Keep in mind, a lowered interest rate is what cause the housing bubble to ferment and take hold. They started raising rates in June, 2004. It was a quarter point increase, from 1 to 1.25. Two years later, the Fed funds rate was up to 5.25. By that time the housing bubble was already on solid foundation. This was of course completely reversed last year, to the point that in December it was at zero, switching to asset purchases and credit programs as the main policy tools.
San Francisco Fed President Janet Yellen said last month leaving the rate at zero for several years is “not outside the realm of possibility.” Some Fed officials, including Richmond Fed President Jeffrey Lacker, have warned that leaving rates too low for too long could spark inflationary pressures.
“A forecast for the fed funds rate to remain near zero for years is a “very dire” outlook,” Blinder said.
According to Bloomberg, Fed Chairman Ben S. Bernanke is leading plans to buy as much as $1.25 trillion of mortgage-backed securities and $200 billion of federal agency debt by year end, and $300 billion of long-term Treasuries by September. Some economists have called on him to explain how the central bank can withdraw stimulus without causing inflation.
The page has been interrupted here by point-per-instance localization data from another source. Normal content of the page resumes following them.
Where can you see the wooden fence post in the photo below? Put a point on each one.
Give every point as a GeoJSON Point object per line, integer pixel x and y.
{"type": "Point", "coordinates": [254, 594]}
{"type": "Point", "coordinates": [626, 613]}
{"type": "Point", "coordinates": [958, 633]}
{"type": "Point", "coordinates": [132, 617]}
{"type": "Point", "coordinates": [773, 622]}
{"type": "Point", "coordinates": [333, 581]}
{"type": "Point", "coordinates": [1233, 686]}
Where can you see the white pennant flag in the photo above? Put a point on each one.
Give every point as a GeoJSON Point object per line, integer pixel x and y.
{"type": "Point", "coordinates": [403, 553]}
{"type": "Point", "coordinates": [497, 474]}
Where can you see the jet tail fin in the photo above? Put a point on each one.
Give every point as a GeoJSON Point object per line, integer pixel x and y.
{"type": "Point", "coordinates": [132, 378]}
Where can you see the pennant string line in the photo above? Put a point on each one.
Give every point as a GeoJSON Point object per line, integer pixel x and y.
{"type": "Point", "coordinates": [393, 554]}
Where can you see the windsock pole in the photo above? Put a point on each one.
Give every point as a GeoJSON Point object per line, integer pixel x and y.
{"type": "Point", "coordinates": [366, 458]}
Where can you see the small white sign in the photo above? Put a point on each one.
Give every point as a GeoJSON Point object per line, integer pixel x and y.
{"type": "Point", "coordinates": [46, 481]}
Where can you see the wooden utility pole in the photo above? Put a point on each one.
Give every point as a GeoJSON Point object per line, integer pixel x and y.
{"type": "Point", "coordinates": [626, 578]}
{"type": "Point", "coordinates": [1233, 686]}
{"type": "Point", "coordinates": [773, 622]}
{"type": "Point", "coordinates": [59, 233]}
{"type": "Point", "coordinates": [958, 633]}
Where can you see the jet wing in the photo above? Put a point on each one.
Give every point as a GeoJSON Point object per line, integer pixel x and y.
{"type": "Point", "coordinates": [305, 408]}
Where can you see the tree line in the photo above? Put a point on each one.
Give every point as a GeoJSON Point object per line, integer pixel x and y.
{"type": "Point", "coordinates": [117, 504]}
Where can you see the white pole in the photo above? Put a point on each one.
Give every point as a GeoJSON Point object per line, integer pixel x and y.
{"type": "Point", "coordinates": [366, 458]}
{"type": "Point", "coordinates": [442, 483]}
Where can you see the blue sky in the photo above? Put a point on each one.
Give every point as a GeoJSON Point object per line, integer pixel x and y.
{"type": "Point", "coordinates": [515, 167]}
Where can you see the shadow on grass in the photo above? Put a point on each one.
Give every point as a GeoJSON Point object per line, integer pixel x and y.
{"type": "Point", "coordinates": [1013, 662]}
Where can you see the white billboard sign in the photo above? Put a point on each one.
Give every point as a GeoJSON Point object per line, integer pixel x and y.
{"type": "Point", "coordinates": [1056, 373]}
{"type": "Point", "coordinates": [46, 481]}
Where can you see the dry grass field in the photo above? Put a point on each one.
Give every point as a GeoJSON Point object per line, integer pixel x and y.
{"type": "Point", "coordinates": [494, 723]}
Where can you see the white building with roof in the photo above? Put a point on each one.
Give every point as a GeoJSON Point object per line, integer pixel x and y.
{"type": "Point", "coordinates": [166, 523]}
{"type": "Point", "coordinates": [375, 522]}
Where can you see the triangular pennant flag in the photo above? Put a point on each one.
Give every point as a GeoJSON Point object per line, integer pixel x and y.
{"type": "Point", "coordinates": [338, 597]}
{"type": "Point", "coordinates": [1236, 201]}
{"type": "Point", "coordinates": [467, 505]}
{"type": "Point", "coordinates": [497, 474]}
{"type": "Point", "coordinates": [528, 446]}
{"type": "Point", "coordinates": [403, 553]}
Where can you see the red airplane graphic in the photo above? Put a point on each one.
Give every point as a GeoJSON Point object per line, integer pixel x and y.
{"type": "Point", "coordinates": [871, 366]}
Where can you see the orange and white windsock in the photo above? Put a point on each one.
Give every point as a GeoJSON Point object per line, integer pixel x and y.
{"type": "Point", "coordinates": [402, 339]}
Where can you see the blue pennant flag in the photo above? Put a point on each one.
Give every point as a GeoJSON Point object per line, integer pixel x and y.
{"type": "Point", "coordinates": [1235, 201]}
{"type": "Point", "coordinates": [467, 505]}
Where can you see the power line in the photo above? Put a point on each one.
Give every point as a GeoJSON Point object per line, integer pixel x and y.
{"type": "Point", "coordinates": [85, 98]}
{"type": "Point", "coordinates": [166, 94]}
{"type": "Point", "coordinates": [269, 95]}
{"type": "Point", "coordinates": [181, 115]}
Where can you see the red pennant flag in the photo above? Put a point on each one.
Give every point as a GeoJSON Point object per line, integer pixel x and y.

“Too much talk about an exit strategy now is premature,” Blinder said. “It is not close to pulling the trigger. Things are looking better, but everything is still looking a little fragile.”
While Blinder predicted a first-half 2010 rate increase, the median forecast of economists surveyed by Bloomberg News is for the Fed to raise rates starting in the third quarter of 2010.
Fed officials projected the U.S. unemployment rate may climb as high as 10 percent and judged the economy at risk to further shocks, according to minutes of their June 23-24 meeting released today. Employers in the U.S. cut 467,000 jobs in June, pushing the unemployment rate to the highest in almost 26 years, the Labor Department reported July 2.
“Frankly, 9.5 percent unemployment is a just terrible labor market, the likes of which we haven’t seen since the early 1980s,” Blinder said, adding that economic slack will dampen inflation. Just to point out, around the country Nevada has a 12% unemployment rate and Michigan has a 15% unemployment rate. This is not even counting the exasperated unemployed, those who have given up. Those number all show above 20% unemployment.
The committee appears to have a “substantial disagreement” over the likelihood of a surge in inflation as the economy recovers, he added.
Blinder said that there are “still pretty good” odds that Bernanke, a former Princeton professor, would be reappointed as chairman of the Federal Reserve , “all predicated on the B of A thing not blowing up in his face.”
Bernanke’s role in persuading Bank of America Corp. to complete its takeover of Merrill Lynch & Co. has been scrutinized by Congress. The issue is a “distraction,” Blinder said.